Scaling limit of the one-dimensional attractive Hubbard model: The non-half-filled band case

TL;DR

This paper analyzes the scaling limit of a one-dimensional attractive Hubbard model away from half-filling, revealing a structure similar to the half-filled case but with distinct massless excitations, and connects it to the SU(2) Gross-Neveu model.

Contribution

It constructs the continuum limit of the non-half-filled attractive Hubbard chain and identifies its relation to the SU(2) Gross-Neveu model, highlighting differences in the massless sector.

Findings

The limiting model has both massive and massless sectors.

The massive sector resembles the half-filled case and the CGN model.

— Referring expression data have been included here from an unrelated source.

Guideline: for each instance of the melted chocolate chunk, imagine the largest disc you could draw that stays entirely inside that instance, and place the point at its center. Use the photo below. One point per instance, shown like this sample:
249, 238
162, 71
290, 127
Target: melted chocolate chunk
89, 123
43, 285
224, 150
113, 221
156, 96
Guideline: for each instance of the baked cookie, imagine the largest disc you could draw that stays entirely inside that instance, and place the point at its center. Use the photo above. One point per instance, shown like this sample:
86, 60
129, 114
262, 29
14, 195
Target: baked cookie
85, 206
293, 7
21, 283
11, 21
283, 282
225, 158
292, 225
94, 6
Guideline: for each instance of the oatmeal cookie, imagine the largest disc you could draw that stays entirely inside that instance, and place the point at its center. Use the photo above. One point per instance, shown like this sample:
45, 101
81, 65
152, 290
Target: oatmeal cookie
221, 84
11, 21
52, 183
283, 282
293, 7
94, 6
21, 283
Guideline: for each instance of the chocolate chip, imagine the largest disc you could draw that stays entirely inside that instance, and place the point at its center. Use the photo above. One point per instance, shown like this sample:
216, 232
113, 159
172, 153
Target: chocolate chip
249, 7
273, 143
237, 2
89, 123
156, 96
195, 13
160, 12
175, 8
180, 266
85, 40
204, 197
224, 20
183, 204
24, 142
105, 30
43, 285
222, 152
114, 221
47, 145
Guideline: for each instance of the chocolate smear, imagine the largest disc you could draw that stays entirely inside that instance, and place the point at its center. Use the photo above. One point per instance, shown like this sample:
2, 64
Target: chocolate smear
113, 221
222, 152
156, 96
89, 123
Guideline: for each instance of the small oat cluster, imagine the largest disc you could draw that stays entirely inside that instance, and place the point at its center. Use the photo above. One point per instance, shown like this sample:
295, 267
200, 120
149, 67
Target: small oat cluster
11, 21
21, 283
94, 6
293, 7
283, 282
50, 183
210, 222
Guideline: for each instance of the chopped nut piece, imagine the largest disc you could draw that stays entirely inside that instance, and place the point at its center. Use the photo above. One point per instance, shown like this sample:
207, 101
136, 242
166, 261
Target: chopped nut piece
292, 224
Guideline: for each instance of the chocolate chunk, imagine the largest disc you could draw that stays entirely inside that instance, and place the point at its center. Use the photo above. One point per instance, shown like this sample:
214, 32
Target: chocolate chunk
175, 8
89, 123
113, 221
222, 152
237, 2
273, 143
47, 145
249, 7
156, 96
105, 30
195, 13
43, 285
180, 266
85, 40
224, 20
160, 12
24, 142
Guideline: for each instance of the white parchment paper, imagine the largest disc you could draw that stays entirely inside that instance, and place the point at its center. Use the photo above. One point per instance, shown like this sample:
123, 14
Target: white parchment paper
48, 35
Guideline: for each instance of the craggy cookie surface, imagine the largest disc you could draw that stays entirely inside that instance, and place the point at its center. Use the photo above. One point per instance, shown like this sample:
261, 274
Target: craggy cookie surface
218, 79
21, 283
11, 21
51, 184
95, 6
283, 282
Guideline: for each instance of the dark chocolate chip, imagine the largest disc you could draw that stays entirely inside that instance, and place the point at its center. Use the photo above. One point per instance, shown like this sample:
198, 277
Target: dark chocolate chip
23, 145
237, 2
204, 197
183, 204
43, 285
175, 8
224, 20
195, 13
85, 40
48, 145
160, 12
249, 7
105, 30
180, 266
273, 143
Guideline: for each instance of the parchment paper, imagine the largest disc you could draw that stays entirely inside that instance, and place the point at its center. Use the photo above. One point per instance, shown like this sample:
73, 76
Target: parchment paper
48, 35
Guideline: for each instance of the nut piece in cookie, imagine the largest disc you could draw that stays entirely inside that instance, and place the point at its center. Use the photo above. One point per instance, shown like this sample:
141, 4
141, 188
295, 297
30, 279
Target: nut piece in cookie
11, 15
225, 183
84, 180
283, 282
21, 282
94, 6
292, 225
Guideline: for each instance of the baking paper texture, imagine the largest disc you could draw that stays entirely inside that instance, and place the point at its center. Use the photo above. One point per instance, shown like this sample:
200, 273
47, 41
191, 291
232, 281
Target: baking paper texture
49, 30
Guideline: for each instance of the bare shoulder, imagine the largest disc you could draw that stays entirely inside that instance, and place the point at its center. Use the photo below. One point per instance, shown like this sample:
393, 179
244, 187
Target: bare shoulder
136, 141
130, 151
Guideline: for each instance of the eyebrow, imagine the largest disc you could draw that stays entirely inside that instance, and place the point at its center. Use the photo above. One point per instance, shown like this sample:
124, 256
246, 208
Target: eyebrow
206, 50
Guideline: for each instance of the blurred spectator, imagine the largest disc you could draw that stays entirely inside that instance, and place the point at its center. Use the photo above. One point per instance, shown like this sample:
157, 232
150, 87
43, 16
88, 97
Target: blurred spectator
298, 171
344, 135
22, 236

The massless sector exhibits a tower structure with c=1 and SU(2)xSU(2) symmetry.

Abstract

The scaling limit of the less than half filled attractive Hubbard chain is studied. This is a continuum limit in which the particle number per lattice site, n, is kept finite (0<n<1) while adjusting the interaction and bandwidth in a such way that there is a finite mass gap. We construct this limit both for the spectrum and the secular equations describing the excitations. We find, that similarly to the half filled case, the limiting model has a massive and a massless sector. The structure of the massive sector is closely analogous to that of the half filled band and consequently to the chiral invariant SU(2) Gross-Neveu (CGN) model. The structure of the massless sector differs from that of the half filled band case: the excitations are of particle and hole type, however they are not uniquely defined. The energy and the momentum of this sector exhibits a tower structure corresponding to a conformal field theory with c=1 and SU(2)xSU(2) symmetry. The energy-momentum spectrum and the zero temperature free energy of the states with finite density coincides with that of the half filled case supporting the identification of the limiting model with the SU(2) symmetric CGN theory.